In the mathematical subfield of graph theory a level structure of an undirected graph is a partition of the vertices into subsets that have the same distance from a given root vertex.

Definition and construction
Given a connected graph G = (V, E) with V the set of  vertices and E the set of edges, and with a root vertex r, the level structure is a partition of the vertices into subsets Li called levels, consisting of the vertices at distance i from r. Equivalently, this set may be defined by setting L0 = {r}, and then, for i > 0, defining Li to be the set of vertices that are neighbors to vertices in Li − 1 but are not themselves in any earlier level.

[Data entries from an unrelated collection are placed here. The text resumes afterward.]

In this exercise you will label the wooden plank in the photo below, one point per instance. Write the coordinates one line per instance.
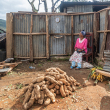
(47, 38)
(43, 33)
(95, 31)
(60, 55)
(63, 34)
(30, 39)
(103, 10)
(72, 42)
(9, 35)
(76, 34)
(29, 57)
(97, 34)
(103, 31)
(104, 37)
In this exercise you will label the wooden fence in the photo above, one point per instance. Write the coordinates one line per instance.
(41, 35)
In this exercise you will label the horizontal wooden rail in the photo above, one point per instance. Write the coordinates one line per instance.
(29, 33)
(64, 34)
(103, 10)
(60, 54)
(33, 57)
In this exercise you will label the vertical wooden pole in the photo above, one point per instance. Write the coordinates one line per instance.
(97, 34)
(31, 40)
(104, 37)
(47, 38)
(9, 35)
(72, 39)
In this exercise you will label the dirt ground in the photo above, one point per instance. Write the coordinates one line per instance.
(95, 97)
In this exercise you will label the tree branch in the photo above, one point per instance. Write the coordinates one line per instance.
(57, 7)
(33, 7)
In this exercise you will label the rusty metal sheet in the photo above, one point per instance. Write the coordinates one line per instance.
(60, 46)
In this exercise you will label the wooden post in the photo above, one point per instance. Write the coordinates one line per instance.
(104, 37)
(9, 35)
(47, 38)
(31, 40)
(72, 40)
(97, 34)
(94, 30)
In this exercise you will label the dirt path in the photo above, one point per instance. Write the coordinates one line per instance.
(95, 97)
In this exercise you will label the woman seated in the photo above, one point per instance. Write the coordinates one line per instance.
(80, 49)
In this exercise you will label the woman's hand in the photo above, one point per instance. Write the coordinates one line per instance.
(80, 50)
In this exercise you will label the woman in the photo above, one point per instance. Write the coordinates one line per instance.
(80, 49)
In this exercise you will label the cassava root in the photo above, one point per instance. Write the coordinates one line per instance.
(44, 88)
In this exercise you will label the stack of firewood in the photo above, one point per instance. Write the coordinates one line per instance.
(44, 89)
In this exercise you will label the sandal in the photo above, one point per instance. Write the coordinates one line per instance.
(78, 68)
(71, 67)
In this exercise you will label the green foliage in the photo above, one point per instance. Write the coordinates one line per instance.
(2, 24)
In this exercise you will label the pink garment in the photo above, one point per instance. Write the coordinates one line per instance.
(81, 44)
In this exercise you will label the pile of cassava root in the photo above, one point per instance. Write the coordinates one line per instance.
(44, 88)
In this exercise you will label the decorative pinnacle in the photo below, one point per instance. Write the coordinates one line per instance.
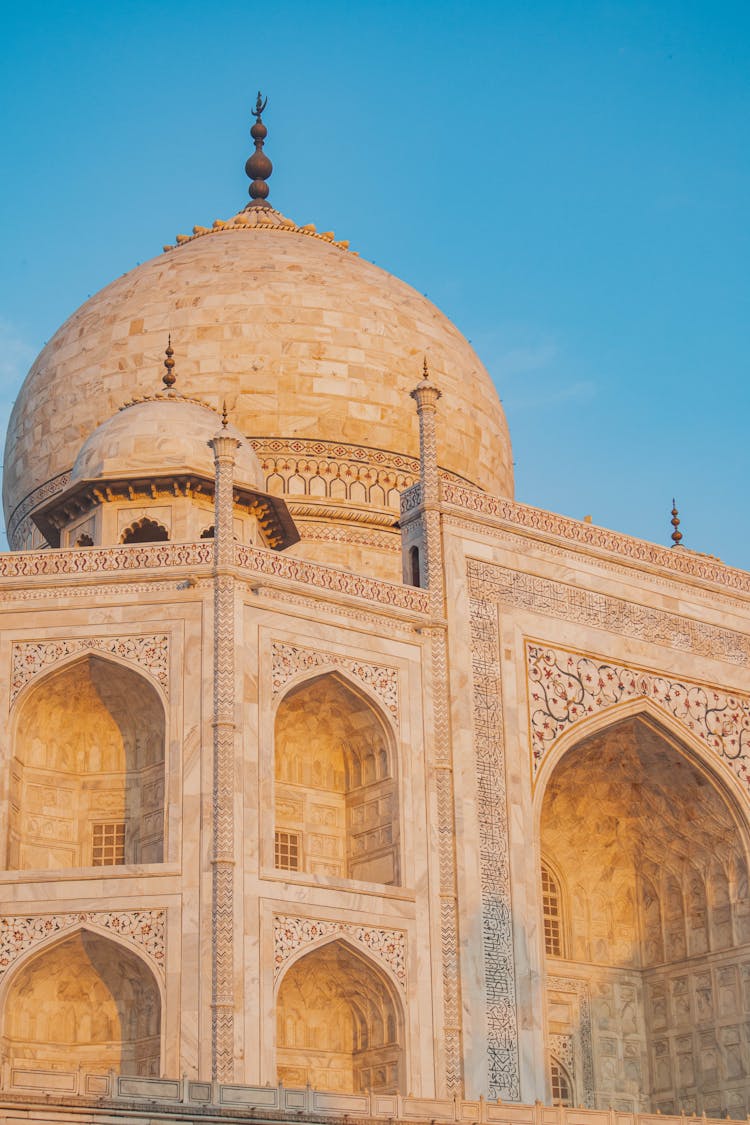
(675, 522)
(259, 167)
(425, 393)
(169, 378)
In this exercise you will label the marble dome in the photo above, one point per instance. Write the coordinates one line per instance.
(157, 435)
(301, 338)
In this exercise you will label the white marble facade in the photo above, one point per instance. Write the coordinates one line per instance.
(301, 788)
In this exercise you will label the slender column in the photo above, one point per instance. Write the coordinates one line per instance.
(224, 771)
(426, 395)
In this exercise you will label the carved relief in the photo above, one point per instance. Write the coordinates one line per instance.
(143, 928)
(150, 653)
(576, 531)
(602, 611)
(291, 934)
(288, 660)
(578, 1043)
(495, 866)
(566, 687)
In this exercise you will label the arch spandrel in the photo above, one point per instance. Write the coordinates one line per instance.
(570, 695)
(86, 1000)
(340, 1023)
(142, 653)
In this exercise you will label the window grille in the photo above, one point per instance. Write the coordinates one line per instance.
(552, 914)
(108, 844)
(286, 851)
(561, 1085)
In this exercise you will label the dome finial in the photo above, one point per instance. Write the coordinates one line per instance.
(675, 522)
(169, 378)
(259, 167)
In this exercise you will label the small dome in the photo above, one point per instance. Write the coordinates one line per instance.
(159, 435)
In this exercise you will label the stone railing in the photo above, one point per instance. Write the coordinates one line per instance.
(281, 1103)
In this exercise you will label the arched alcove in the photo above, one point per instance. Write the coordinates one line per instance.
(339, 1024)
(647, 843)
(336, 801)
(86, 1002)
(88, 770)
(145, 531)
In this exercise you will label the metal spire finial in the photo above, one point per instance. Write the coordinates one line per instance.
(259, 167)
(675, 522)
(169, 378)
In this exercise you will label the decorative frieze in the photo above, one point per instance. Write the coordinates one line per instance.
(602, 611)
(150, 653)
(105, 559)
(291, 934)
(289, 660)
(143, 928)
(566, 687)
(330, 578)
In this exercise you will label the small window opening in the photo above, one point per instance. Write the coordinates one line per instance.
(414, 566)
(560, 1083)
(108, 844)
(287, 851)
(145, 531)
(551, 914)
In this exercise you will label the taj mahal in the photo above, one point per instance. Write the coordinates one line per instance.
(334, 783)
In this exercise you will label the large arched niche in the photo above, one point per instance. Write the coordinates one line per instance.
(649, 990)
(339, 1024)
(335, 781)
(83, 1002)
(87, 783)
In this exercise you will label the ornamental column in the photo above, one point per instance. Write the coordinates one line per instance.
(224, 754)
(423, 564)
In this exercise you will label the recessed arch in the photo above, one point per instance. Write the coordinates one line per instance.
(87, 785)
(648, 827)
(145, 530)
(336, 809)
(340, 1023)
(83, 1000)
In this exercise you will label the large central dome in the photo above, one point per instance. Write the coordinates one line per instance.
(313, 350)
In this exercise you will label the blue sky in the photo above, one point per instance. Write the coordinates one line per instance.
(569, 182)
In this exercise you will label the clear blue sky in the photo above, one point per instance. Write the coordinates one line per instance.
(569, 182)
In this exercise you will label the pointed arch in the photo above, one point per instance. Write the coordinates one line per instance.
(83, 999)
(679, 736)
(641, 817)
(340, 1022)
(88, 766)
(336, 808)
(145, 530)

The level structure of a graph can be computed by a variant of breadth-first search:

 algorithm level-BFS(G, r):
     Q ← {r}
     for ℓ from 0 to ∞:
         process(Q, ℓ)  // the set Q holds all vertices at level ℓ
         mark all vertices in Q as discovered
         Q' ← {}
         for u in Q:
             for each edge (u, v):
                 if v is not yet marked:
                     add v to Q'
         if Q' is empty:
             return
         Q ← Q'

Properties
In a level structure, each edge of G either has both of its endpoints within the same level, or its two endpoints are in consecutive levels.

Applications
The partition of a graph into its level structure may be used as a heuristic for graph layout problems such as graph bandwidth. The Cuthill–McKee algorithm is a refinement of this idea, based on an additional sorting step within each level.

Level structures are also used in algorithms for sparse matrices, and for constructing separators of planar graphs.